Quid en cas de pluralité d’amants de la mère ?
L’homme peut évidemment invoquer des moyens de défense pour contrer la demande de versement de subsides ; cependant, certains arguments n’auront pas de valeur. Par exemple, la « débauche » de la mère au moment de la conception n’est pas un argument permettant de rejeter la demande de subsides.
► Mise en cause des autres amants possibles - En effet, si la mère a eu des relations intimes avec plusieurs hommes pendant la période légale de conception, l’enfant peut agir contre chacun d’entre eux.

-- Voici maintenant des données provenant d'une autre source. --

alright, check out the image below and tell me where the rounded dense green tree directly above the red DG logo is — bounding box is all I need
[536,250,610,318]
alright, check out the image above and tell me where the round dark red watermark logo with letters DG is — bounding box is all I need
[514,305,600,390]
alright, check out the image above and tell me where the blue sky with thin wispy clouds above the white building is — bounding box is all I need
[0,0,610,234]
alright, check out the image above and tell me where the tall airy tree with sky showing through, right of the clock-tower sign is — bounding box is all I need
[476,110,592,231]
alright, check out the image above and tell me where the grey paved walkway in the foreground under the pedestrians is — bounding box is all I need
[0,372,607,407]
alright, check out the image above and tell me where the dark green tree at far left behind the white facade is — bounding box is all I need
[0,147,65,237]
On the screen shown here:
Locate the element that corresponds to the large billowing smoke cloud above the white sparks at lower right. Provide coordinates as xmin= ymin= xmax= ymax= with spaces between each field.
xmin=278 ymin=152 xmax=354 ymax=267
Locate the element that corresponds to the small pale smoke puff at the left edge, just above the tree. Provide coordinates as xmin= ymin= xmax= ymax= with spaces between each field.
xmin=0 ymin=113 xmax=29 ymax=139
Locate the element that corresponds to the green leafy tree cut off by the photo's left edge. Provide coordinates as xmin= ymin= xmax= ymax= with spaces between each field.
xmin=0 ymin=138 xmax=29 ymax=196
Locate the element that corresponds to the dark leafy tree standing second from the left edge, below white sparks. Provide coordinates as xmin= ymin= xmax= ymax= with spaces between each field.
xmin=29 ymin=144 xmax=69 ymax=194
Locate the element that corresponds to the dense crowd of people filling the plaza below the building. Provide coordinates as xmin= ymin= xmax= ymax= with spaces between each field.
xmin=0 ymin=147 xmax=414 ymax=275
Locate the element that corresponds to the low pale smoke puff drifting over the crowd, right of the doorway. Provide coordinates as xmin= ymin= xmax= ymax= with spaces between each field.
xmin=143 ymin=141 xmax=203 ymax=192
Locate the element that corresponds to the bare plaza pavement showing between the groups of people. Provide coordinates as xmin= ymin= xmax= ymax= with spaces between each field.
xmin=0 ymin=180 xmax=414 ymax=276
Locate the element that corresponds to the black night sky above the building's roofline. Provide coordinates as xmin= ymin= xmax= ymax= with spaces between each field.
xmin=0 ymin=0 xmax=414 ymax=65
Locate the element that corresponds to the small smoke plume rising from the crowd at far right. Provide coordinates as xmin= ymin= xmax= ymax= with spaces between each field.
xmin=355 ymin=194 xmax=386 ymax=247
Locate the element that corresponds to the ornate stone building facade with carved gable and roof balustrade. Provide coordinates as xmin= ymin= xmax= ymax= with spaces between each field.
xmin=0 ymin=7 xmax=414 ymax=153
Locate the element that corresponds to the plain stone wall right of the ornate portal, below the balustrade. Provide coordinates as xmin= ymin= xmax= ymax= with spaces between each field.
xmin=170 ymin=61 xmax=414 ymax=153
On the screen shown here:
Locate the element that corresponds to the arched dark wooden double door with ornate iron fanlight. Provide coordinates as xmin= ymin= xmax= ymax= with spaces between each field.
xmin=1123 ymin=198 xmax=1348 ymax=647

Le juge peut d’ailleurs de lui-même les mettre en cause dans l’affaire (s’ils sont nommément désignés par l’homme poursuivi), mais ce n’est pas une obligation.

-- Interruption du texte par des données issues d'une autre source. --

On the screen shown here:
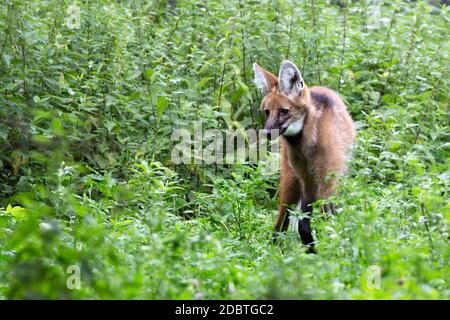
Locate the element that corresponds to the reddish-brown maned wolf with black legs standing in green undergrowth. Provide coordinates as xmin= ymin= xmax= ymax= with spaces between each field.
xmin=253 ymin=61 xmax=355 ymax=252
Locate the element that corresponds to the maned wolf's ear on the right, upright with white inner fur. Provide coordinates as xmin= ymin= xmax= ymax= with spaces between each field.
xmin=278 ymin=60 xmax=305 ymax=99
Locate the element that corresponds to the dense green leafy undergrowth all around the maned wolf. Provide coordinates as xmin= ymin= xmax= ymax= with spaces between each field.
xmin=0 ymin=0 xmax=450 ymax=299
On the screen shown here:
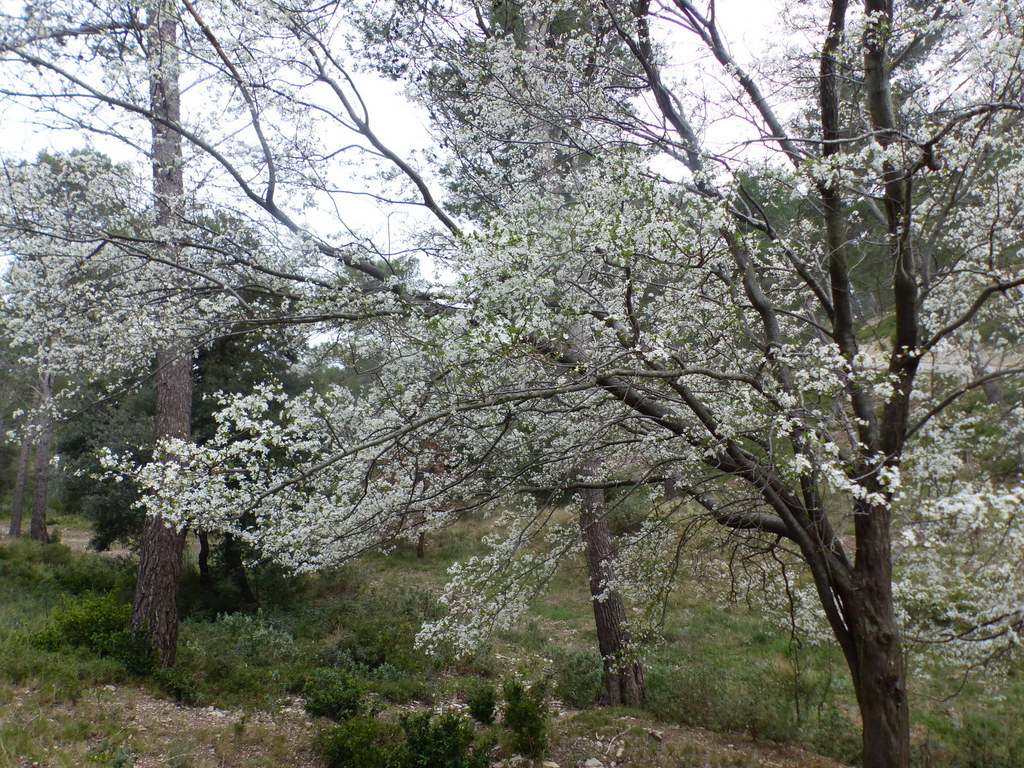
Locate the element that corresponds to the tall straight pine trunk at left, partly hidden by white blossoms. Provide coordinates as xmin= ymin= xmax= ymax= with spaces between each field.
xmin=131 ymin=3 xmax=193 ymax=667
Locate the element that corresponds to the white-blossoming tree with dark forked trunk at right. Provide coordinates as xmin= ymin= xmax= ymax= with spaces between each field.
xmin=6 ymin=0 xmax=1024 ymax=768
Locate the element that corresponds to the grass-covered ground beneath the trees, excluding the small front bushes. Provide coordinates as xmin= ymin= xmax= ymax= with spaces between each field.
xmin=0 ymin=517 xmax=1024 ymax=768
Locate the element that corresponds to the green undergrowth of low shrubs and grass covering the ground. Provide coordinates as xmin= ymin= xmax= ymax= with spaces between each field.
xmin=0 ymin=531 xmax=1024 ymax=768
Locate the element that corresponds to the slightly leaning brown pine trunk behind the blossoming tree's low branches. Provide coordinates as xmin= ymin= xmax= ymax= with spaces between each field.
xmin=580 ymin=463 xmax=644 ymax=707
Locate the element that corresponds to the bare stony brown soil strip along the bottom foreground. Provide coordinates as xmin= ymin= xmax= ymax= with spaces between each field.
xmin=0 ymin=685 xmax=840 ymax=768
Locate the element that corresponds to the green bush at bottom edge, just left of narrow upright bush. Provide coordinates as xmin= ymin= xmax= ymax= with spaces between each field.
xmin=400 ymin=710 xmax=490 ymax=768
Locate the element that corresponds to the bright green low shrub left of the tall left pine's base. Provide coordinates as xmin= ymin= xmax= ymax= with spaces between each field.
xmin=32 ymin=595 xmax=156 ymax=675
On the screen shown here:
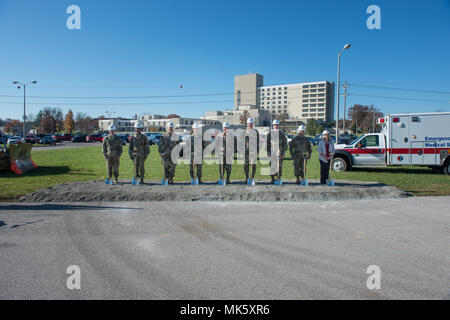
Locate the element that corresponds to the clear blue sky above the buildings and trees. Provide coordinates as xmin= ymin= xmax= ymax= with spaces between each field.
xmin=0 ymin=0 xmax=450 ymax=118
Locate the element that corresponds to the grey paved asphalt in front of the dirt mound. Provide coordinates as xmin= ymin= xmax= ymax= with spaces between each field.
xmin=0 ymin=197 xmax=450 ymax=299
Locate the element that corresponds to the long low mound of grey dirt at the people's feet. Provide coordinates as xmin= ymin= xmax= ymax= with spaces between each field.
xmin=20 ymin=180 xmax=407 ymax=202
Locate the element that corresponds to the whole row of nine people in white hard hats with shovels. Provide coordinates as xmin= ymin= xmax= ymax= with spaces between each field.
xmin=103 ymin=118 xmax=334 ymax=184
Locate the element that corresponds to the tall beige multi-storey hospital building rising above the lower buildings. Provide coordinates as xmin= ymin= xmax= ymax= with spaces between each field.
xmin=234 ymin=74 xmax=334 ymax=123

► Recherche de celui dont la paternité est la plus vraisemblable - Si plusieurs hommes sont actionnés en même temps, le juge doit rechercher celui dont la paternité est la plus vraisemblable.
► Pluralité de condamnation possible - si le juge n’a pas d’éléments pour déterminer lequel des amants a une paternité plus vraisemblable, ou si certains d’entre eux ont pris des engagements à l’égard de la mère ou de l’enfant, ou encore si certains ont commis des fautes (en étant violent avec la mère ou en n’utilisant aucune mesure contraceptive) alors le juge pourra condamner plusieurs hommes à verser des « indemnités » à l’enfant.
À noter
Rôle de l’aide sociale à l’enfance - Si plusieurs hommes doivent verser une indemnité à l’enfant, alors elles seront perçues par l’aide sociale à l’enfance, ou une œuvre reconnue d’utilité publique ou encore un mandataire de justice. Ces indemnités seront ensuite reversées à l’enfant (ou à son représentant légal).

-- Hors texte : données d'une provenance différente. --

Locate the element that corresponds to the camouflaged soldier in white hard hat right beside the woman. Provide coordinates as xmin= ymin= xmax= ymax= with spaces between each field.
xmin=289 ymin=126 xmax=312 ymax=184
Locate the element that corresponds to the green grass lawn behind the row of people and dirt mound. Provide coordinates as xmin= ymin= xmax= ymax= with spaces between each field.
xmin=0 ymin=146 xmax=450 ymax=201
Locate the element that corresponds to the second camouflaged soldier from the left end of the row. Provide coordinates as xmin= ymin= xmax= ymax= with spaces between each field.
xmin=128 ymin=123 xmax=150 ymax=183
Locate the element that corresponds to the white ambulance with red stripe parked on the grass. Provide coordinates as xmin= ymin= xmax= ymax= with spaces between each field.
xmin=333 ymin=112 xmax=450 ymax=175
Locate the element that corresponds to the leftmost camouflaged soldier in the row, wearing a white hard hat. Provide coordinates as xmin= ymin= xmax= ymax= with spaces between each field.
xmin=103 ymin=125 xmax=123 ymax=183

Que se passe t-il en cas d’action aux fins de subsides pendantes et une action en recherche de paternité en même temps ?
Même si ces deux actions ne sont pas complètement détachées l’une de l’autre (bien souvent l’enfant intentera aussi une action en recherche de paternité à l’égard de cet homme), elle ne suivent pas le même chemin. En effet, le juge peut rejeter la demande de recherche en paternité, ou considérer que la preuve de la paternité n’est pas établie, et pourtant condamner l’homme à verser des subsides en raison, comme on l’a vu, de la probabilité qui existe quand même qu’il soit le père de l’enfant (si la preuve des relations entre l’homme et la mère a été rapportée). De la même manière, ce n’est pas parce que l’action à fins de subsides est rejetée par le juge qu’il rejettera nécessairement la demande de recherche en paternité.
Quelles sont les conséquences d’une condamnation à verser des subsides ?
On l’a dit cette action n’a qu’une vocation pécuniaire : l’homme peut donc être condamné à verser une pension pour l’entretien de l’enfant mais aucun lien de filiation n’est créé entre eux.
► Subsides dues à compter de l’assignation en justice - Les subsides seront considérées comme étant dues par l’homme à partir de la date de l’assignation, et non pas à partir de la naissance de l’enfant.
► Versement des subsides au-delà de la majorité de l’enfant - Les subsides peuvent être versés au delà de la majorité de l’enfant s’il est encore dans le besoin.
► Obligation à subsides transmises à la succession en cas de décès - Si l’homme décède, sa succession sera tenue de verser les subsides.
► Empêchement à mariage ! Même si aucun lien de filiation n’est créé, il faut savoir que l’action à fins de subsides va avoir d’autres conséquences que le simple versement d’une pension : notamment, les subsides créent un empêchement à mariage. Autrement dit, l’homme qui verse les subsides et l’enfant auront l’interdiction de se marier ensemble, comme si le lien de filiation existait vraiment entre eux. Cela se justifie en raison de la filiation qui peut quand même potentiellement exister entre eux.
À noter
Paternité autre, établie entre temps ? Si un autre homme établit par la suite une reconnaissance de paternité à l’égard de l’enfant, alors ce dernier ne pourra plus recevoir de subsides de l’homme qui les versait précédemment.